I bought widely this week: a book of short stories about the experience of second-generation immigrants to the US; a Young Adult Science Fiction novel about revenant warriors; a Swedish novel about an old man facing death; the fifth Thursday Murder Club book; and a contemporary mystery set in small, ancient Scottish coastal town.

I’m a third-generation Irish immigrant to the UK, and I spent nearly two decades living in a foreign country that could never be home, so stories about immigrants assimilating into, challenging, or changing a culture call to me. I haven’t read Gish Jen before, but I know she has a good reputation as both a short story writer and a novelist, so I’m hoping this will serve as a good introduction to her work. 

Amy Tintera’s ‘Listen For The Lie‘ was a five-star read this week. It was also her first novel written for adults. Impressed with her writing, I delved into her back catalogue and found ‘Reboot‘. The premise seems promising, so I have high hopes for this one.

A very small percentage of books get translated into English. Most of them are by men, and most have been in print in their original language for years before they’re translated. That Lisa Ridzén’s debut novel ‘When The Cranes Fly South‘ got translated from Swedish to English a year after its publication AND was issued simultaneously as a Penguin audiobook, marks it as something special. Plus, the cover has a dog on it, so I had to take a look. 

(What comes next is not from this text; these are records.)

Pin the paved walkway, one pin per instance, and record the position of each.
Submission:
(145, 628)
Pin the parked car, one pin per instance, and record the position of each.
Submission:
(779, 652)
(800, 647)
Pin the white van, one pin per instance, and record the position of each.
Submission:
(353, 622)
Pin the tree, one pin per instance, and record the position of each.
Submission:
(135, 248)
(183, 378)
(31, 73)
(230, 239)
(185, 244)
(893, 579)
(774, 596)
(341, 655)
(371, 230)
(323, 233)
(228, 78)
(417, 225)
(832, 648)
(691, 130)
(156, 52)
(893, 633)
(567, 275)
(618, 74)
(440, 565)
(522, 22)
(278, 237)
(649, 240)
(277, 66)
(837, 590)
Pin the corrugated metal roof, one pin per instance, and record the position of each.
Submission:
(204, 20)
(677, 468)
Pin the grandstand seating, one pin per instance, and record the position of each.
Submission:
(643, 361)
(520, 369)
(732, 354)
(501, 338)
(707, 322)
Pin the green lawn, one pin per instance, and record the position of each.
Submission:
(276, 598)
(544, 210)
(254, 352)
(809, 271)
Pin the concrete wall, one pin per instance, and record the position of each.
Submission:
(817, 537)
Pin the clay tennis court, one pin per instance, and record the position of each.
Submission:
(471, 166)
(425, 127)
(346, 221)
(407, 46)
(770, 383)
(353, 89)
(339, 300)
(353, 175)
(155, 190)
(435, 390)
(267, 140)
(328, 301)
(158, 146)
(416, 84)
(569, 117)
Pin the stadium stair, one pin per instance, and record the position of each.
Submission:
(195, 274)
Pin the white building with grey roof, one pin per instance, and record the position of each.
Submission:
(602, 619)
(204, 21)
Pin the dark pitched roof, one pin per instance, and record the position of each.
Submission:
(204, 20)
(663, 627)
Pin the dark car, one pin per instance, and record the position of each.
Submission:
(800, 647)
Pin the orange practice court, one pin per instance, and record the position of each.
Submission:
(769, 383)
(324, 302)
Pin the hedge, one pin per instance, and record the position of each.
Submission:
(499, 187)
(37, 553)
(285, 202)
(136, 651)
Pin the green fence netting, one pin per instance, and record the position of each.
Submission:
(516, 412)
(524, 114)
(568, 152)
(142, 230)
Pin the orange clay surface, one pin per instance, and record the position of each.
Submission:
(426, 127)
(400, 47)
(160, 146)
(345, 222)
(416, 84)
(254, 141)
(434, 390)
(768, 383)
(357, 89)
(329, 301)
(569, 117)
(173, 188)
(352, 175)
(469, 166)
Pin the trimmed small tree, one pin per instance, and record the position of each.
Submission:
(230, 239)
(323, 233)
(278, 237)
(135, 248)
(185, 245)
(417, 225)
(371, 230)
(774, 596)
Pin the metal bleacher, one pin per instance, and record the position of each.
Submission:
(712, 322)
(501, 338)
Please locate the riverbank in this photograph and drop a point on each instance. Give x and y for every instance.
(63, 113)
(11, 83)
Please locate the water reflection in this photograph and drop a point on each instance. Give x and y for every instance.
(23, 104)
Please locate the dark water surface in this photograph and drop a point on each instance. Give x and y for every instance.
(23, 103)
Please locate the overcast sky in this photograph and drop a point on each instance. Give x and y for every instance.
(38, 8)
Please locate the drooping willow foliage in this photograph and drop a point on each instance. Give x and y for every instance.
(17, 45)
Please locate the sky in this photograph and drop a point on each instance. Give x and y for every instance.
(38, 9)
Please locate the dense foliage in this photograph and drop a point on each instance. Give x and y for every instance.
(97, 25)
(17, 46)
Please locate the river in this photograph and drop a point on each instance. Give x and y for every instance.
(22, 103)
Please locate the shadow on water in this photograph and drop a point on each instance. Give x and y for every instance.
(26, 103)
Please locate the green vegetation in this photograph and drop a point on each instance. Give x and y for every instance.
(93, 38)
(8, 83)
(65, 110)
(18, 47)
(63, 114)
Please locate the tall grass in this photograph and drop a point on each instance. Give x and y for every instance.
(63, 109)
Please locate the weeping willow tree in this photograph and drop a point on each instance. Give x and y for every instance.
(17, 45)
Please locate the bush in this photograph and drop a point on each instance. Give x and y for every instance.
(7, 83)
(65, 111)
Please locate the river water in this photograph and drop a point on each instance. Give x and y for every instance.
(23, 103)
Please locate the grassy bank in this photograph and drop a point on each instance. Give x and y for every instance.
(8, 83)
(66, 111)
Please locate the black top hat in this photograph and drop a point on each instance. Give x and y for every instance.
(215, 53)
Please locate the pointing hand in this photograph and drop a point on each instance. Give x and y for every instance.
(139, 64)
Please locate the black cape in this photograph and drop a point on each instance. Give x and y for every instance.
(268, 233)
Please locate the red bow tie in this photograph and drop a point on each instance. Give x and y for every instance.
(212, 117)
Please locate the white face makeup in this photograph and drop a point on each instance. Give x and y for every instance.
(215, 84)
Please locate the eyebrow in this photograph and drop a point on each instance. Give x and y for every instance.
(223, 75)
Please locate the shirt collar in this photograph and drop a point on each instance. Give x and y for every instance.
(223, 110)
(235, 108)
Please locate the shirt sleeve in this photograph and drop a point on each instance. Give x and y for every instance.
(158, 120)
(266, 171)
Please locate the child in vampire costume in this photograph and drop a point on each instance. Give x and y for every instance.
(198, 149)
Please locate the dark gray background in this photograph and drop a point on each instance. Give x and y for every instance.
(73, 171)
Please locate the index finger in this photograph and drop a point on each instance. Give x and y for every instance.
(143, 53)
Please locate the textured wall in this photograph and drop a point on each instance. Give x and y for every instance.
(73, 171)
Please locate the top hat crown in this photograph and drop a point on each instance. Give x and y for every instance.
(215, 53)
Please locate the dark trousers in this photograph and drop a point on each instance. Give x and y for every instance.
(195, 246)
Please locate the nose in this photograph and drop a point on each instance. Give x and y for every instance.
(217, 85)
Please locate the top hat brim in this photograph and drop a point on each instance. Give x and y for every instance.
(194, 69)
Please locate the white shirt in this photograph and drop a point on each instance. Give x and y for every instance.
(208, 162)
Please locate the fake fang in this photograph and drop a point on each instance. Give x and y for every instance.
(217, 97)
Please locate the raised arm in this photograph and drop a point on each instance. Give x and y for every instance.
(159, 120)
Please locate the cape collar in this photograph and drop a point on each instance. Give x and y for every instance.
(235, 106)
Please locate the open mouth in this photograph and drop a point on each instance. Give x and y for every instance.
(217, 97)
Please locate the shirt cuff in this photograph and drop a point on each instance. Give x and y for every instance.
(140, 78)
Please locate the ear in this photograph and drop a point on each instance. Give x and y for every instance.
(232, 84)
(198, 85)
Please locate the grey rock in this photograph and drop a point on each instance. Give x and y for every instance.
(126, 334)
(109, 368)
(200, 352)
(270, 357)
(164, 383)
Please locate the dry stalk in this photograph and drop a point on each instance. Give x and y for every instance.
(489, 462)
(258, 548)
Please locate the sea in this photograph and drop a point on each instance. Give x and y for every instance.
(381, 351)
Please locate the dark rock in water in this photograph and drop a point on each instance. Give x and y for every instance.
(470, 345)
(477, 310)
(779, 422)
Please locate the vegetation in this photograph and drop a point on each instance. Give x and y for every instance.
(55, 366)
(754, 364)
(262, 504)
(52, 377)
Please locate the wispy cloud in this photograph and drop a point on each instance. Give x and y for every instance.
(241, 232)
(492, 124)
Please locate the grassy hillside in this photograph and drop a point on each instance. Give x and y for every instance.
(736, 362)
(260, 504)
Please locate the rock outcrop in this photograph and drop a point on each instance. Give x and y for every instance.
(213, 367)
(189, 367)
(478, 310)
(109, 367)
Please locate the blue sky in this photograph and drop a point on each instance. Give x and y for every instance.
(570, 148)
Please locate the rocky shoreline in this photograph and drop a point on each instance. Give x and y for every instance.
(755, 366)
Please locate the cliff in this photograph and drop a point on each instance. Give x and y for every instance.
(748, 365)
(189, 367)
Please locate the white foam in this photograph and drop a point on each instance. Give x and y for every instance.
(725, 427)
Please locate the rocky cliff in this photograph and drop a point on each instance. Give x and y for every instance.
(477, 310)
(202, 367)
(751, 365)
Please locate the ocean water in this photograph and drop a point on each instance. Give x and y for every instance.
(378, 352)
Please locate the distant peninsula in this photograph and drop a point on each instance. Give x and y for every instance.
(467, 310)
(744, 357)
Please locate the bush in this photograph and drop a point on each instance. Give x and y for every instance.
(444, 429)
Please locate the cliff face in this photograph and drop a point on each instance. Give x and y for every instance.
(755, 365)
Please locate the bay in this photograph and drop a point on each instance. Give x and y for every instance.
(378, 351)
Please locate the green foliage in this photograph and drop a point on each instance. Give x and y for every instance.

According to Penguin, Lisa Ridzén got the idea for the novel “through the discovery of notes her Grandfather’s care team had left the family as he neared the end of his life. She was also inspired by her research into masculinity in the rural communities of the Swedish far north, where she herself was raised and now lives in a small village outside Östersund.”

I’m sure this will be a deeply emotional read, but I think it will also be a rewarding one. 

The fourth book in this serie was so good that I had to buy the fifth book right away.

I like how dark ‘Bluff‘ sounds and how rooted it seems to be in the Scottish coastal landscape.


All this week’s books are from my TBR (acquired in 2017, 2020 and 2025). There’s an atmopheric mystery set in rural Scotland, a Canadian techno-thriller and American thriller about two strong women with traumatic pasts.

Buying Francine Toon’s second novel, ‘Bluff’, reminded me that ‘Pine’ is still in my TBR pile. I bought it as soon as it was published in 2020, intending to save it for the next Halloween Bingo. Somehow, it never made it to the Halloween Bingo cut, and I forgot about it. I think it’s time to drag it to the surface and immerse myself in some Scottish atmospheric mystery.

This was reviewed by a Canadian reviewer who I follow, and it sounded like my sort of thing. Cory Doctrow is a new author for me. I looked him up and added his blog to my regular reading. He has the industry background to make this an informed insider read as well as a thriller. I’m looking forward to it.

I bought ‘The Red Hunter’ back in 2017 and then lost track of it. I found in in my TBR pile when I added ‘The Kill Clause‘ and ‘Christmas Presents‘ to my LibraryThing. I enjoyed both of those books so I decided it was time to read that book that I thought was hot in 2017.